Pesquisadores da Universidade de São Paulo (USP) publicaram nesta última segunda-feira (30/06), na revista científica Nature, um artigo com duras críticas à nova norma do Conselho Federal de Medicina (CFM), que proíbe o uso de bloqueadores hormonais e hormonioterapia cruzada em crianças e adolescentes trans. A Resolução CFM nº 2.427/2024, em vigor desde abril, também aumenta para 21 anos a idade mínima para cirurgias de redesignação sexual.

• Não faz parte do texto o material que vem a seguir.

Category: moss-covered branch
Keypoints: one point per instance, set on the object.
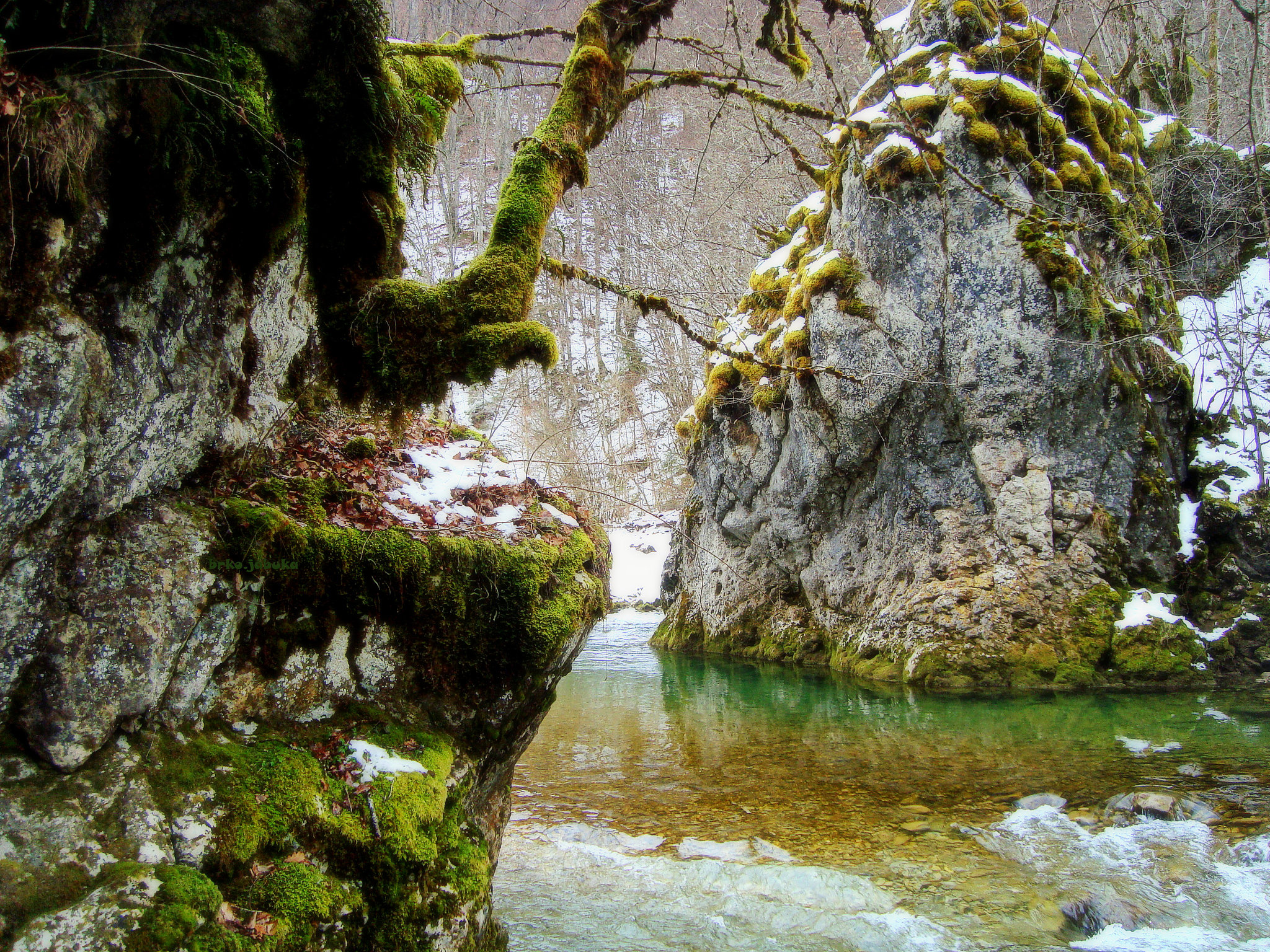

No texto intitulado O retrocesso global do cuidado, da ciência e dos direitos transgêneros, os cientistas classificam a medida como parte de um movimento internacional de supressão dos direitos da população trans e alertam para os impactos negativos da resolução, especialmente sobre a saúde física e mental de jovens em processo de afirmação de gênero.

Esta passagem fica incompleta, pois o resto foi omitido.